L'Histoire d'Oziasne détruit point cette opinion; toute l'erreur vient de la traduction, la voici: «Le Grand Prêtre Azarias & tous les Prêtres le regardèrent, & voilà que son front devint lépreux; ils le chassèrent du Temple, il fut contraint de sortir, parce que Dieu l'avoit frappé. La Loi divine fermoit l'entrée du Temple aux Lépreux, les Prêtres se pressèrent d'éloigner le Roi couvert de lèpre; ils lui récitèrent la Loi divine, & le mal augmentant, il l'obligea de se retirer. Le Prêtre dénoncé; Dieu punit.»

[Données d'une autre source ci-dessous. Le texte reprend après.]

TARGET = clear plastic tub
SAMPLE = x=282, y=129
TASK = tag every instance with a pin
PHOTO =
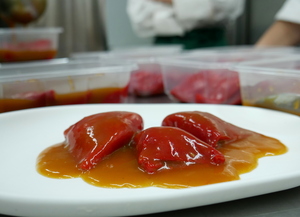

Voilà l'autorité du droit divin, par rapport aux Canons en eux-mêmes, ou confirmés par les Loix: comme leur application est quelquefois utile au Souverain, je ne vois point à quel titre, à quel droit on pourroit l'y soumettre, lorsqu'il s'y opposé, & qu'il les rejette, surtout après avoir établi, que tout Gouvernement fondé sur le consentement, dépend en tout du Magistrat politique, & que toute Jurisdiction lui obéit, & émane de lui. Il est encore certain que le Prince est affranchi des Loix pénales. Harmenopulus confesse, «qu'un Roi coupable n'est pas puni»: les Saints Pères ont ainsi développé cette confession de David, «Seigneur, j'ai péché devant vous seul.» S. Jérôme: «Il étoit Roi & ne craignoit personne.» Saint Ambroise: «Comme Roi il n'étoit lié par aucune Loi. La puissance des Princes les sauve des peines, & les châtimens prononcés par les Loix ne les concernent pas.» David ne pèche donc pas devant les hommes, «puisqu'il n'étoit pas criminel à leurs yeux.» Othon de Frisingue: «les Rois, seuls placés au-dessus des Loix, & ne répondant qu'au jugement de Dieu, ne sont point assujettis aux Loix humaines. David Roi & Prophète fournit ce témoignage, j'ai péché contre vous seul.» C'est ce qui a donné lieu à la remarque que fait Balsamon sur le Canon XII. du Concile d'Ancyre, que l'Onction Impériale exempte de la Pénitence, c'est-à-dire de la nécessité d'y satisfaire publiquement: il est cependant vrai que des Princes sont très-applaudis de se soumettre aux Pasteurs, comme Juges publics dans les choses sacrées; de même qu'ils se rapportent à leurs Cours, ou Parlemens dans les affaires civiles.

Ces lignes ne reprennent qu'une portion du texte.